The lutropin/choriogonadotropin receptor-induced phosphorylation of the extracellular signal-regulated kinases in leydig cells is mediated by a protein kinase a-dependent activation of ras.

作者信息

Hirakawa Takashi, Ascoli Mario

机构信息

Department of Pharmacology, University of Iowa, Iowa City, Iowa 52242-1109, USA.

出版信息

Mol Endocrinol. 2003 Nov;17(11):2189-200. doi: 10.1210/me.2003-0205. Epub 2003 Aug 14.

DOI:10.1210/me.2003-0205
PMID:12920236
Abstract

The pathways involved in activation of the ERK1/2 cascade in Leydig cells were examined in MA-10 cells expressing the recombinant human LH receptor (hLHR) and in primary cultures of rat Leydig cell precursors. In MA-10 cells expressing the recombinant hLHR, human choriogonadotropin-induced activation of ERK1/2 is effectively inhibited by overexpression of a cAMP phosphodiesterase (a manipulation that blunts the human choriogonadotropin-induced cAMP response), by addition of H89 (a selective inhibitor of protein kinase A), or by overexpression of the heat-stable protein kinase A inhibitor, but not by overexpression of an inactive mutant of this inhibitor. Stimulation of hLHR did not activate Rap1, but activated Ras in an H89-sensitive fashion. Addition of H89 to MA-10 cells that had been cotransfected with a guanosine triphosphatase-deficient mutant of Ras almost completely inhibited the hLHR-mediated activation of ERK1/2. We also show that 8-bromo-cAMP activates Ras and ERK1/2 in MA-10 cells and in primary cultures of rat Leydig cells precursors in an H89-sensitive fashion, whereas a cAMP analog 8-(4-chloro-phenylthio)-2'-O-methyl-cAMP (8CPT-2Me-cAMP) that is selective for cAMP-dependent guanine nucleotide exchange factor has no effect. Collectively, our results show that the hLHR-induced phosphorylation of ERK1/2 in Leydig cells is mediated by a protein kinase A-dependent activation of Ras.

摘要

在表达重组人促黄体生成素受体(hLHR)的MA - 10细胞和大鼠睾丸间质细胞前体的原代培养物中,研究了睾丸间质细胞中ERK1/2级联激活所涉及的信号通路。在表达重组hLHR的MA - 10细胞中,人绒毛膜促性腺激素诱导的ERK1/2激活可被以下操作有效抑制:过表达一种环磷酸腺苷磷酸二酯酶(这种操作会减弱人绒毛膜促性腺激素诱导的环磷酸腺苷反应)、添加H89(一种蛋白激酶A的选择性抑制剂)或过表达热稳定蛋白激酶A抑制剂,但不能被该抑制剂的无活性突变体过表达所抑制。hLHR的刺激未激活Rap1,但以H89敏感的方式激活了Ras。向已与Ras的鸟苷三磷酸酶缺陷型突变体共转染的MA - 10细胞中添加H89,几乎完全抑制了hLHR介导的ERK1/2激活。

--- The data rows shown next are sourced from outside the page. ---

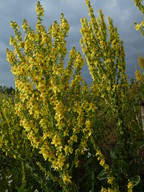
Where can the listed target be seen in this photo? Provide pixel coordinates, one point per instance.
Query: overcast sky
(123, 12)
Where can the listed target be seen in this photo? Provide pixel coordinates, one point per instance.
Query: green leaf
(135, 180)
(102, 175)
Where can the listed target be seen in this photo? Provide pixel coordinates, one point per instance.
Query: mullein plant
(55, 106)
(51, 110)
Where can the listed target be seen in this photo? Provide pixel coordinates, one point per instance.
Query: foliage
(59, 132)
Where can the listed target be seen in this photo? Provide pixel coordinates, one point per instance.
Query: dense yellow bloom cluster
(54, 104)
(49, 106)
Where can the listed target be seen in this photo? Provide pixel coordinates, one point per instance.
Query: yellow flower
(110, 180)
(102, 162)
(67, 179)
(130, 185)
(137, 27)
(56, 141)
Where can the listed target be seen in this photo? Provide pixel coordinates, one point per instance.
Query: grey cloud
(124, 14)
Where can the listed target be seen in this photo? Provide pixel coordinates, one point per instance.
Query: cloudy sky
(123, 12)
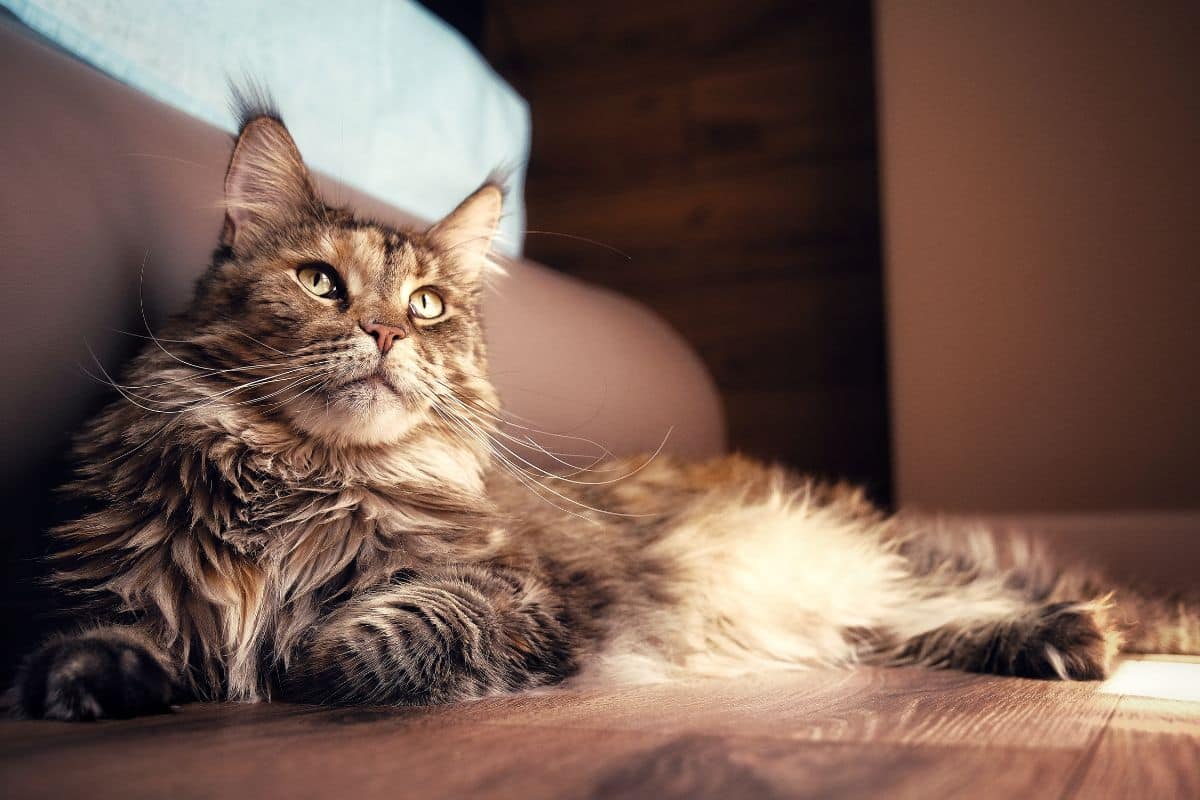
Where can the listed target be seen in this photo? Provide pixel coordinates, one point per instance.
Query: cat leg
(1014, 612)
(453, 635)
(1065, 641)
(100, 673)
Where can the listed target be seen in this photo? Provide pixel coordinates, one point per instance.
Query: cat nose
(384, 335)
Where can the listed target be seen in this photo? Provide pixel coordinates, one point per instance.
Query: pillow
(381, 94)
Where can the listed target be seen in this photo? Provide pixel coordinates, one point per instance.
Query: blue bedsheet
(378, 92)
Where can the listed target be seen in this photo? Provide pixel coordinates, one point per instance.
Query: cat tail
(1165, 625)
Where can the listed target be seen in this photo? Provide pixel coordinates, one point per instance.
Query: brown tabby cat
(303, 493)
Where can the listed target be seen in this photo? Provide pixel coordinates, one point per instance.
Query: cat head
(355, 330)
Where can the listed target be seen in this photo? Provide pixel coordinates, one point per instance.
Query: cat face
(353, 330)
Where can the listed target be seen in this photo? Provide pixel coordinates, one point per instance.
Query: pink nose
(384, 335)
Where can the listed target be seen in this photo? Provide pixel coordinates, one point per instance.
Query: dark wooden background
(729, 148)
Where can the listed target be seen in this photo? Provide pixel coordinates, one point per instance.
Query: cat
(301, 493)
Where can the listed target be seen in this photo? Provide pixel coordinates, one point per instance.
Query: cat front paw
(101, 674)
(1067, 642)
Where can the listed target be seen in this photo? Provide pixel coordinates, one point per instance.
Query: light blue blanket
(379, 94)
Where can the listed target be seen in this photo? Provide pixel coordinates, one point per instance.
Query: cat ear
(466, 234)
(267, 185)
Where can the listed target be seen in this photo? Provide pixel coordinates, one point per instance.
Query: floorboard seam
(1085, 761)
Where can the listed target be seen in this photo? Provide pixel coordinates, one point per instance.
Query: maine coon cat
(299, 494)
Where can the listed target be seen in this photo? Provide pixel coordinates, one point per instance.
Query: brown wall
(1042, 173)
(729, 148)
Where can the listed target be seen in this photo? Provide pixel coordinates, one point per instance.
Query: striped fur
(280, 509)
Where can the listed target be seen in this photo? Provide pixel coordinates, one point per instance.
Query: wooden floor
(900, 733)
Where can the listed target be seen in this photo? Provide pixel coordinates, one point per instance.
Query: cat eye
(426, 304)
(321, 280)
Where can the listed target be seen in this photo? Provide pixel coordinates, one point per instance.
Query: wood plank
(909, 707)
(795, 204)
(1151, 749)
(905, 733)
(798, 109)
(783, 332)
(829, 431)
(553, 46)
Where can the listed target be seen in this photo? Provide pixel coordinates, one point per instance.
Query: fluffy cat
(300, 495)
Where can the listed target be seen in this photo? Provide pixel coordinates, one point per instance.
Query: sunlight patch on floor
(1173, 678)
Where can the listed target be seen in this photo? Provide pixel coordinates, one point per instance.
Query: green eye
(426, 304)
(321, 280)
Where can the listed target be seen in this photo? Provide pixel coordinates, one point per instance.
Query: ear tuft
(267, 185)
(466, 233)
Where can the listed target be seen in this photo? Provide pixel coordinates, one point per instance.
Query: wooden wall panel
(727, 149)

我们还表明,8 - 溴 - 环磷酸腺苷以H89敏感的方式激活MA - 10细胞和大鼠睾丸间质细胞前体原代培养物中的Ras和ERK1/2,而对环磷酸腺苷依赖性鸟嘌呤核苷酸交换因子具有选择性的环磷酸腺苷类似物8 - (4 - 氯 - 苯硫基) - 2'- O - 甲基 - 环磷酸腺苷(8CPT - 2Me - cAMP)则没有作用。总体而言,我们的结果表明,睾丸间质细胞中hLHR诱导的ERK1/2磷酸化是由蛋白激酶A依赖性的Ras激活介导的。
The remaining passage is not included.